Search code examples
xsltxpathxslt-2.0xpath-2.0xslt-grouping

How to select a node and its siblings until the same node from the start occurs


This is probably tricky question.

I have this document:

<html>
   <h1>title1</h1>
   <p>content</p>
   <ul>
      <li>item</li>
   </ul>
   <h1>title2</h1>
   <p>content</p>
   <p>another content</p>
   <h1>title3</h1>
   <ol>
      <li><p>text</p></li>
   </ol>
</html>

This example shows that I have some html where "sections" are divided by headlines. It is headline, then various mix of elements and then headline again.

I want these sections to be wrapped with div using XSLT 2.

So, I want to use <h1> headline to select groups. Basicly the grouping rule is:

  • Select h1 and all his siblings until another h1 occurs.

This stress on "and" is very important because I came up with XPath formulas which select nodes only between h1 nodes or select from the first to the last h1 ignoring h1 between them. I need to get that headline too. I dont think it is difficult to achieve this with XPath, but I can't make it work.

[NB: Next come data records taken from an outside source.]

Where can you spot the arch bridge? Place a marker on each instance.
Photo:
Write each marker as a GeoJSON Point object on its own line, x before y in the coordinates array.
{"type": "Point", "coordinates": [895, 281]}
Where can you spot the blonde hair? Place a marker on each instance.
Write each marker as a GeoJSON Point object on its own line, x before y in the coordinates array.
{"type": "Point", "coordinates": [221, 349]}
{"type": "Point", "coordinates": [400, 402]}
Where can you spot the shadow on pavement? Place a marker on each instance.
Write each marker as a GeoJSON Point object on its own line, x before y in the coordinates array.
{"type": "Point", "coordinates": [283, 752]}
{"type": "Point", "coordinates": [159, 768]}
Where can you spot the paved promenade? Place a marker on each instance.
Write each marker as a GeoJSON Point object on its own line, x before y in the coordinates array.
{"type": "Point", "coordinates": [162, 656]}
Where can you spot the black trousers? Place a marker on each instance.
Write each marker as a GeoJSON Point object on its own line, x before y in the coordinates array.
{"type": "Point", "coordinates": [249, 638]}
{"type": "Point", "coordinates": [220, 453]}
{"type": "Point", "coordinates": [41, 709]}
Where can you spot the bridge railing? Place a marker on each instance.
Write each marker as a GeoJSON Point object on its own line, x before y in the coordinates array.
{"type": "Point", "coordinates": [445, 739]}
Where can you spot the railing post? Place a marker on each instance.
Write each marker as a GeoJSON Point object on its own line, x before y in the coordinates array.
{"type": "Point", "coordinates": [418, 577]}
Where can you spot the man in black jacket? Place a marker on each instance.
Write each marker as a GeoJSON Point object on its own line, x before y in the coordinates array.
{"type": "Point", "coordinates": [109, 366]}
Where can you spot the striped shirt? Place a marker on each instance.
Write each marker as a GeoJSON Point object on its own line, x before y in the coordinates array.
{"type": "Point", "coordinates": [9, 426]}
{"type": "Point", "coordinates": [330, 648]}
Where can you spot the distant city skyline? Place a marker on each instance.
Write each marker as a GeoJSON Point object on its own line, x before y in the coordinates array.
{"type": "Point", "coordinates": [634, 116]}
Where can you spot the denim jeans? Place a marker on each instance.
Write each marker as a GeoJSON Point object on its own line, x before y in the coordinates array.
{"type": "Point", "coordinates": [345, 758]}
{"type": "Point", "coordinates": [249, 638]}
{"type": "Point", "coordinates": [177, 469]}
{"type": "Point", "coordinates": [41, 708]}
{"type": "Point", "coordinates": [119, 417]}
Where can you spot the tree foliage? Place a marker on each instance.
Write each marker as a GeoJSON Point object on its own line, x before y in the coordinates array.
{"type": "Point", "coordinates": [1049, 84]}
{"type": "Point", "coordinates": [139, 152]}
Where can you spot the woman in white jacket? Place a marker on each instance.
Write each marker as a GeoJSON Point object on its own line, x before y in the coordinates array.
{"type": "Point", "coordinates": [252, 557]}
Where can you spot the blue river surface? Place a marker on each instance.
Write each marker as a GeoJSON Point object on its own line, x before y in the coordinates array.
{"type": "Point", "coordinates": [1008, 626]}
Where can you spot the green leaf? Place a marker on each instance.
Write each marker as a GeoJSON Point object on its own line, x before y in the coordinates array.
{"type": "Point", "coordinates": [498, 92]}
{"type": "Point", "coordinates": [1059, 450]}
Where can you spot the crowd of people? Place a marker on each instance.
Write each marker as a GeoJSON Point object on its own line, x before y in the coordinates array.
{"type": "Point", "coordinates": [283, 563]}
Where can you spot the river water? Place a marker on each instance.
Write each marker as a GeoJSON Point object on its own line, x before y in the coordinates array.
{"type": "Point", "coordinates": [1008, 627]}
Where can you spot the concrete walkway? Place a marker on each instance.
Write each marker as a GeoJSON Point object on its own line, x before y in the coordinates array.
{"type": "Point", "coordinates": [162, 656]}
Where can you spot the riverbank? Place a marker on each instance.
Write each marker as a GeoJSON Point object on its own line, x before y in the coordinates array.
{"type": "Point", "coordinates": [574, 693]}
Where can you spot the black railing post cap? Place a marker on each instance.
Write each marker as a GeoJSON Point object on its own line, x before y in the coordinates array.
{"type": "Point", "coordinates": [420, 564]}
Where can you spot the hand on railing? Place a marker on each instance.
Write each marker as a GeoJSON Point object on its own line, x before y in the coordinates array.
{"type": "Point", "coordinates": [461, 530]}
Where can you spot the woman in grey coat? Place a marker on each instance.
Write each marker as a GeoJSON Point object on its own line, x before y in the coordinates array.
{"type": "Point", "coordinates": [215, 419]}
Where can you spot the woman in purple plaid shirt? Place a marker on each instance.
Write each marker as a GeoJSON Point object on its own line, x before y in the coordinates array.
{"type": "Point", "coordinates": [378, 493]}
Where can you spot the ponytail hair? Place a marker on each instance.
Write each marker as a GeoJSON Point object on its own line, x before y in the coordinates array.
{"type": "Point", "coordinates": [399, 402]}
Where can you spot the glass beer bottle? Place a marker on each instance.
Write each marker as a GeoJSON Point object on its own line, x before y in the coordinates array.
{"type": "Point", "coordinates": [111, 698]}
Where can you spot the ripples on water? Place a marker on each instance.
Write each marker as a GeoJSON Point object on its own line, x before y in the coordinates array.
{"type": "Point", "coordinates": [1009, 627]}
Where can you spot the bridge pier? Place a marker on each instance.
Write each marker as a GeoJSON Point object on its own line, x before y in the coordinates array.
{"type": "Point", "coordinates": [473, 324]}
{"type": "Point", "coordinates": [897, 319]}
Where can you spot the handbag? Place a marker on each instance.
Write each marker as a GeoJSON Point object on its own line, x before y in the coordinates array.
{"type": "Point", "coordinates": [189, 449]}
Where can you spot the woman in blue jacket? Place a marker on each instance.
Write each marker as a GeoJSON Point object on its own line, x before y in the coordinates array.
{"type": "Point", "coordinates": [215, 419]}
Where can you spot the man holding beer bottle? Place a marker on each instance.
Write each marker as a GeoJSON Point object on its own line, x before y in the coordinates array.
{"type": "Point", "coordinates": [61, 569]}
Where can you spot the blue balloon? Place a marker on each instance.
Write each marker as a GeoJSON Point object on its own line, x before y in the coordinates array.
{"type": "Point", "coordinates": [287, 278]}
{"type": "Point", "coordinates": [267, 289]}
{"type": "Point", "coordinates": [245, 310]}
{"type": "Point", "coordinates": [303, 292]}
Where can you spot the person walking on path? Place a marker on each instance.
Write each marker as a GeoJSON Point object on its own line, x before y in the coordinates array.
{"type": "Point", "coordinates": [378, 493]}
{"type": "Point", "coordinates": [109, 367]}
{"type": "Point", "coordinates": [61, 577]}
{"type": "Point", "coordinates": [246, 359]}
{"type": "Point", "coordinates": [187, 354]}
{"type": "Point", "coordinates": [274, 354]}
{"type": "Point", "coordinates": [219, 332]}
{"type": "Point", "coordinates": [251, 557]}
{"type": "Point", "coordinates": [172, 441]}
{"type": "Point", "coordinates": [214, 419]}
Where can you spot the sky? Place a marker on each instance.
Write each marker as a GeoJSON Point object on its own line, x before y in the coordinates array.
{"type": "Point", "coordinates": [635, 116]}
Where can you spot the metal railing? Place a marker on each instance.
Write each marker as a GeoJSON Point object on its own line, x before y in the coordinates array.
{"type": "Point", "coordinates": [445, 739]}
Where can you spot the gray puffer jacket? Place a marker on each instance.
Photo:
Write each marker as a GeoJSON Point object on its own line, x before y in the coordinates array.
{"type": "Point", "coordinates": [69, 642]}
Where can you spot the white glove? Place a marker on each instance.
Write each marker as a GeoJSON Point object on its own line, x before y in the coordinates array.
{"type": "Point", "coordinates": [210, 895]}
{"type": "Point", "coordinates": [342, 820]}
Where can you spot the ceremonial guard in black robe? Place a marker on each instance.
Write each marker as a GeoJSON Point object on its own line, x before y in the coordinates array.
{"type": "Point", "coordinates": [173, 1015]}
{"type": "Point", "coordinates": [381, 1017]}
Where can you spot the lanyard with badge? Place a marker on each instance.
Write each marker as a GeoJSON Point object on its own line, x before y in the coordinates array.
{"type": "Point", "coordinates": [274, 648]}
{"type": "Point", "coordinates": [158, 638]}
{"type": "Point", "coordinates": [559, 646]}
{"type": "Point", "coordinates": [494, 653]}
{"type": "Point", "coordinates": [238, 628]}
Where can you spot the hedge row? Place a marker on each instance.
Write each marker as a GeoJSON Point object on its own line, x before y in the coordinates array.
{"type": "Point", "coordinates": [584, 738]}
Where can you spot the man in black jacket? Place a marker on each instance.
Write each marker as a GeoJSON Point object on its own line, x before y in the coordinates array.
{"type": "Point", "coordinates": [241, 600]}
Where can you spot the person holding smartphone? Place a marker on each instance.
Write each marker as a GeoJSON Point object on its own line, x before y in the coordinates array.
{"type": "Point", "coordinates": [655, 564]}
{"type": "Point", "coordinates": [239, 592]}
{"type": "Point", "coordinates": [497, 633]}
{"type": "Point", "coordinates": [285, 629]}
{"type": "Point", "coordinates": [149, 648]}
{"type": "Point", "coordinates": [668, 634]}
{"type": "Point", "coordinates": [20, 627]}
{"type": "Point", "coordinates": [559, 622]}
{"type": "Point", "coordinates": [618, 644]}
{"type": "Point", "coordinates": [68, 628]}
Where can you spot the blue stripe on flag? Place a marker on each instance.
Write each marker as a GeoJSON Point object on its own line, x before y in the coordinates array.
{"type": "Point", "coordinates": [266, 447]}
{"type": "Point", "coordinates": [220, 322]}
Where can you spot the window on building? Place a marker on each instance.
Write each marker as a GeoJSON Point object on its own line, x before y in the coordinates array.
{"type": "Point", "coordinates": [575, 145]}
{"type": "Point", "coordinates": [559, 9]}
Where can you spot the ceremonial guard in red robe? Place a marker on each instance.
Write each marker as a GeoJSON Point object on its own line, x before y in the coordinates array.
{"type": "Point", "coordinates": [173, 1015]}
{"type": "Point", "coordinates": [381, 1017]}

For the best understandment, here is what it should look like:

<html>
   <div>
      <h1>title1</h1>
      <p>content</p>
      <ul>
         <li>item</li>
      </ul>
   </div>
   <div>
      <h1>title2</h1>
      <p>content</p>
      <p>another content</p>
   </div>
   <div>
      <h1>title3</h1>
      <ol>
         <li><p>text</p></li>
      </ol>
   </div>
</html>

Solution

  • You can use group-starting-with for this:

    <xsl:stylesheet version="2.0" xmlns:xsl="http://www.w3.org/1999/XSL/Transform">
      <xsl:output method="xml" indent="yes"/>
    
      <xsl:template match="html">
        <xsl:copy>
          <xsl:for-each-group select="node()" group-starting-with="h1">
            <div>
              <xsl:copy-of select="current-group()" />
            </div>
          </xsl:for-each-group>
        </xsl:copy>
      </xsl:template>
    </xsl:stylesheet>
    

    When run on your sample, the result is:

    <html>
       <div>
          <h1>title1</h1>
          <p>content</p>
          <ul>
             <li>item</li>
          </ul>
       </div>
       <div>
          <h1>title2</h1>
          <p>content</p>
          <p>another content</p>
       </div>
       <div>
          <h1>title3</h1>
          <ol>
             <li>
                <p>text</p>
             </li>
          </ol>
       </div>
    </html>
    

    As a bit of extra info, if you wanted to use group-by to do this, you could do so like this:

      <xsl:for-each-group select="node()" group-by="self::h1 | preceding-sibling::h1[1]">
    

    And that should produce the same result.